Dans les populations d’adolescents et pré-adolescents accueillis, ce sont les conduites antisociales
et délinquentielles qui s’additionnent ou relayent les précédentes, telles que les vols, toxicomanies,
incivilités importantes. Sur le plan du contexte psychopathologique, l’admission des jeunes, enfants ou
adolescents, qu’elle soit prononcée à la demande des services sociaux ou institutionnels, est souvent
motivée par la présence des dits troubles.

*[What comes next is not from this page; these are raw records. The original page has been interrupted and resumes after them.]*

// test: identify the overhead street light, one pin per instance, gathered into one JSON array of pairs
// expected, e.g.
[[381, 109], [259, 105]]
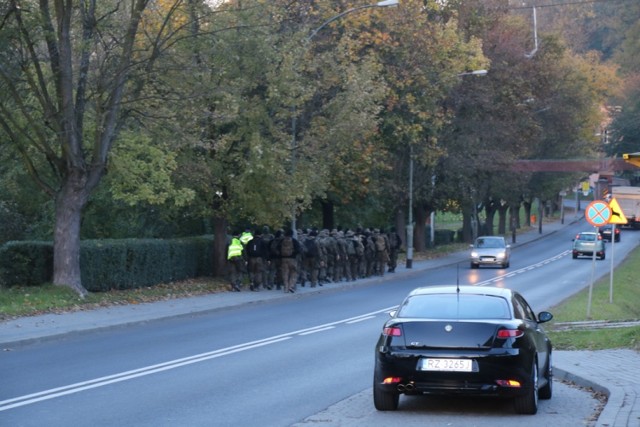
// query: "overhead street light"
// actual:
[[385, 3], [474, 73]]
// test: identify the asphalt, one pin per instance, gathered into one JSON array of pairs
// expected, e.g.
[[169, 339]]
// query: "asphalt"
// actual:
[[614, 373]]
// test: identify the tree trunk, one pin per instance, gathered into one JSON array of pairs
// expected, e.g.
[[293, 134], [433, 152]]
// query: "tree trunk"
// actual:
[[401, 226], [527, 213], [66, 238], [219, 246], [419, 230], [490, 211], [327, 215], [502, 218]]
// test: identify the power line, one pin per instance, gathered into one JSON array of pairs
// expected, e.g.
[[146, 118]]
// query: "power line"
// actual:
[[570, 3]]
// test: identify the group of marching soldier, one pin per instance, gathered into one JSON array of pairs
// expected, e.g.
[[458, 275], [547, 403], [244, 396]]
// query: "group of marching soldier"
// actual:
[[316, 257]]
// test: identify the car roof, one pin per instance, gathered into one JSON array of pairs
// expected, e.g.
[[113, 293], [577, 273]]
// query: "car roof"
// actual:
[[464, 289]]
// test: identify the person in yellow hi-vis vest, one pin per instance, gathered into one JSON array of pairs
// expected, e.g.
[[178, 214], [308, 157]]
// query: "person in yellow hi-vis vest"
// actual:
[[236, 261]]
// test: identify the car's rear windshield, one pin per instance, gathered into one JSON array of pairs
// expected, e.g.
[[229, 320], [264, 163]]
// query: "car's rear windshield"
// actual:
[[453, 306], [490, 243], [590, 237]]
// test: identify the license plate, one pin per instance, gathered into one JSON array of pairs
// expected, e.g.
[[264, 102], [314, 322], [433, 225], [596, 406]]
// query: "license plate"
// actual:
[[448, 365]]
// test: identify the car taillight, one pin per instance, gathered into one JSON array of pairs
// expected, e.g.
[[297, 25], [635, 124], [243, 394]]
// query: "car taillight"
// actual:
[[510, 333], [392, 331]]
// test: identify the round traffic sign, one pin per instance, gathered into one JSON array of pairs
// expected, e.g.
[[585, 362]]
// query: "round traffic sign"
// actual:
[[598, 213]]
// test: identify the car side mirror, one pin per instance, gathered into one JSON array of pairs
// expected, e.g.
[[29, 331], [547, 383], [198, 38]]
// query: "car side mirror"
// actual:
[[544, 316]]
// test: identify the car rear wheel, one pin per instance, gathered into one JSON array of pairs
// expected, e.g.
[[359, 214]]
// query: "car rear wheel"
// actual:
[[384, 400], [546, 391], [528, 403]]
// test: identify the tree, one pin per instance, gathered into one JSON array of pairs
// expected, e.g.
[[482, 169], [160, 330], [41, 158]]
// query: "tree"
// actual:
[[71, 75], [423, 57]]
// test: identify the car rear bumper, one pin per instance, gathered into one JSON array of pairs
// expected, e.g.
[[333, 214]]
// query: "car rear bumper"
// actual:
[[488, 379]]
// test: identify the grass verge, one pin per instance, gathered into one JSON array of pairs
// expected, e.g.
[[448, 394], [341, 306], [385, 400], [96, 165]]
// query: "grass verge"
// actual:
[[623, 308]]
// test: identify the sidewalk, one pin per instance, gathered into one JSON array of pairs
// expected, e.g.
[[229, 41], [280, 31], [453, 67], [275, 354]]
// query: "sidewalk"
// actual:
[[615, 373]]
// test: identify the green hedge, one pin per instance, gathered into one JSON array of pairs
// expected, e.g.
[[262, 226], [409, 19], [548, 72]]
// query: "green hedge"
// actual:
[[26, 263], [111, 264], [441, 236]]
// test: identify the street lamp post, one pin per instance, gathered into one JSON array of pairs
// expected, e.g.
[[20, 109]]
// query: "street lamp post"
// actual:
[[409, 263], [384, 3]]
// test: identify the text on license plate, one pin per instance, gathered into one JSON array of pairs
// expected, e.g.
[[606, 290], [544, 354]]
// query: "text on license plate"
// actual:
[[455, 365]]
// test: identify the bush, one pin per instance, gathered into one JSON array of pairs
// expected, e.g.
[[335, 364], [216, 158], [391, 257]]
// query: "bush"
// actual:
[[26, 263], [112, 264]]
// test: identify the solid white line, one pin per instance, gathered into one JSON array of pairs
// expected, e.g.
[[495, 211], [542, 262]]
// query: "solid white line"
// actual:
[[317, 330], [173, 364]]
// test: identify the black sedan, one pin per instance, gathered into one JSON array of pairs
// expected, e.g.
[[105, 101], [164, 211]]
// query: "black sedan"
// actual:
[[464, 340]]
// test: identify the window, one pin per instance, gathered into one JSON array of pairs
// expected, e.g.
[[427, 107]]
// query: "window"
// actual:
[[454, 306]]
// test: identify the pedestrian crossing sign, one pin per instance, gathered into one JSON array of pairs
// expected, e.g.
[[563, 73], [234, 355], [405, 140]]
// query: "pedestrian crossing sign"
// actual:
[[617, 216]]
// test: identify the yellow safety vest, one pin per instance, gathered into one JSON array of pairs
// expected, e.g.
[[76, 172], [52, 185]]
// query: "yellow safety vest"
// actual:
[[246, 237], [235, 248]]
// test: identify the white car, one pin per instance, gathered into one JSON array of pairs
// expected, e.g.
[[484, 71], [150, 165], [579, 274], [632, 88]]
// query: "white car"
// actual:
[[490, 250]]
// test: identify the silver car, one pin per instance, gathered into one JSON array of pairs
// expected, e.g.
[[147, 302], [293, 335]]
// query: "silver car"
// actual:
[[586, 243], [490, 250]]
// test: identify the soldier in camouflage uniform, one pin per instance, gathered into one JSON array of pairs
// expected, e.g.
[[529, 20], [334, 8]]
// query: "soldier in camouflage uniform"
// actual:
[[395, 243], [269, 270], [369, 253], [324, 258]]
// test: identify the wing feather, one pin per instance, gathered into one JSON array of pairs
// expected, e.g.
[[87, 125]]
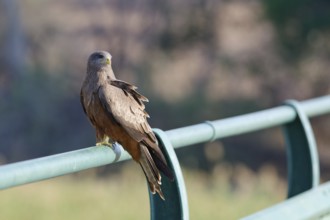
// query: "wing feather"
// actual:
[[125, 105]]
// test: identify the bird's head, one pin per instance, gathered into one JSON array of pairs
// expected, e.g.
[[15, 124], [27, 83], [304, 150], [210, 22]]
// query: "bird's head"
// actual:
[[99, 60]]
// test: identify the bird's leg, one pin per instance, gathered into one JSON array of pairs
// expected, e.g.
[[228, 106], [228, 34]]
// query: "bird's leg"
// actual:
[[105, 141]]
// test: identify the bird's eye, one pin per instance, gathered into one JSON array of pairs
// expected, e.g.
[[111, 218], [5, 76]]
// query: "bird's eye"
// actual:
[[100, 56]]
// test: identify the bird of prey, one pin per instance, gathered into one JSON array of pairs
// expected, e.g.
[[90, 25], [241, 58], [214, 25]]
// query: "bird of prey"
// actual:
[[117, 112]]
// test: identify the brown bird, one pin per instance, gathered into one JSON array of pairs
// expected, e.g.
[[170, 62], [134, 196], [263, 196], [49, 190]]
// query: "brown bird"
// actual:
[[117, 112]]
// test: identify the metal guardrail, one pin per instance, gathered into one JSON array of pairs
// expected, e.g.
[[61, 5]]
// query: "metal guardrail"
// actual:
[[293, 116]]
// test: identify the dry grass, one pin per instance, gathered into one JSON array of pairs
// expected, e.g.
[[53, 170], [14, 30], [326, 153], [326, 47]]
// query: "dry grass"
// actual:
[[124, 196]]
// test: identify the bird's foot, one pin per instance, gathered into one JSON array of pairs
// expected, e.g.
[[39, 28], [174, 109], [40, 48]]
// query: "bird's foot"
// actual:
[[104, 143]]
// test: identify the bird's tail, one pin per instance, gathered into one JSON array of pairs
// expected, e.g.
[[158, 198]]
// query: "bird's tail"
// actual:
[[151, 171]]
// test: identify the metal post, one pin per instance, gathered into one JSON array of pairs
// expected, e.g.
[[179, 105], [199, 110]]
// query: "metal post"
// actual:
[[303, 162]]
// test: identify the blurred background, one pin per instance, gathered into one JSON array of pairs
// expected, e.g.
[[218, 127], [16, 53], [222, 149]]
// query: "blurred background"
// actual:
[[194, 60]]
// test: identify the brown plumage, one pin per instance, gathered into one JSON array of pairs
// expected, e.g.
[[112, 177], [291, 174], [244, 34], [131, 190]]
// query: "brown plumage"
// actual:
[[116, 110]]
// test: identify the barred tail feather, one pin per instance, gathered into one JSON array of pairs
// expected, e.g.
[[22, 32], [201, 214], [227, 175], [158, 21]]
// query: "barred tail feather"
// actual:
[[151, 171]]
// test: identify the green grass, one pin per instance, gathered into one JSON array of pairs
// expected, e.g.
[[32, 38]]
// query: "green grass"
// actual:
[[124, 196]]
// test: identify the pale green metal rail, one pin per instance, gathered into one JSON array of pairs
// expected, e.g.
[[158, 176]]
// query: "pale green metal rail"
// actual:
[[293, 116]]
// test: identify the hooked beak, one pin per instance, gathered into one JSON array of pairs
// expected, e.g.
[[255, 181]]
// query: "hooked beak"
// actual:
[[107, 61]]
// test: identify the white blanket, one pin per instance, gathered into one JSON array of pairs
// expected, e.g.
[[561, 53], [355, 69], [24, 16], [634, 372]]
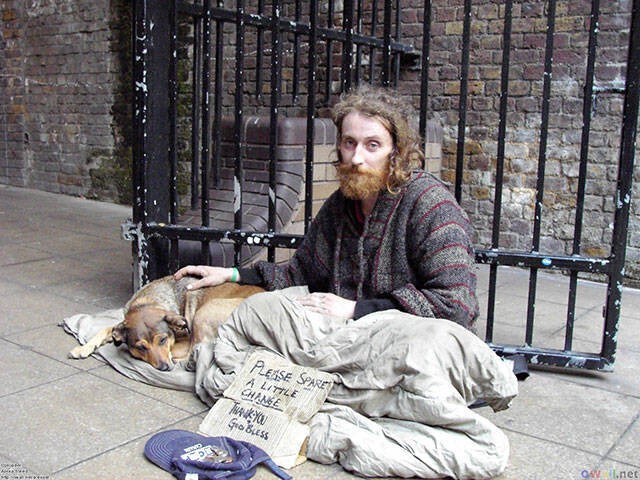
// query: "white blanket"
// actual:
[[402, 386]]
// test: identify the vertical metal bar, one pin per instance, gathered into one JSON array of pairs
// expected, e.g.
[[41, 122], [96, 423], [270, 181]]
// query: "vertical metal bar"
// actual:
[[173, 113], [386, 49], [173, 109], [542, 158], [358, 68], [276, 63], [502, 133], [584, 160], [238, 136], [311, 101], [462, 102], [260, 52], [624, 190], [296, 55], [205, 252], [347, 47], [217, 105], [424, 73], [329, 78], [152, 169], [396, 57], [195, 110], [139, 167], [372, 51]]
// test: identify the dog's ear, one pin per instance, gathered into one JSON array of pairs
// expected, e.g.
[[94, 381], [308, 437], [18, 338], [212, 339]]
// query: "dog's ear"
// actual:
[[119, 334], [176, 322]]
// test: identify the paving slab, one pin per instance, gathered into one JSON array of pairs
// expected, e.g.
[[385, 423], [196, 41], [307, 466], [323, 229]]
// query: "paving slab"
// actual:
[[60, 423], [567, 413]]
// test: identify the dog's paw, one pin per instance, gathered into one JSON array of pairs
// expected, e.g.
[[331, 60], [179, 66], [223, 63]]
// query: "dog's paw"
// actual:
[[81, 351]]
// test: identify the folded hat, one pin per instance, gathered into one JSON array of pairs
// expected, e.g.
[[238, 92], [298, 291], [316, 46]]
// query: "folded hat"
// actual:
[[190, 456]]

L’admission va prendre en compte différents axes : Famille, et
apports pluridisciplinaires possibles, ainsi que les souffrances psychopathologiques pouvant sous-tendre
ces comportements :
- Anxiété, troubles phobiques, obsessions..
- dépression
- Une nette tendance à l’extériorisation des conflits et un déni de la réalité des troubles.
- Une organisation franchement psychopathique de la personnalité caractérisée par des troubles
donnant lieu à des actes sans contrôle ni retenue, perturbant l’intégration sociale.
Ces différentes pathologies ont permis la composition de groupes de jeunes pré adolescents et
adolescents, structurés selon un objectif précis : Permettre une évolution positive dans un cadre
professionnel offrant un soutien scolaire, psychologique, social, pédagogique, et des prises en charge
diverses adaptées aux difficultés de chacun.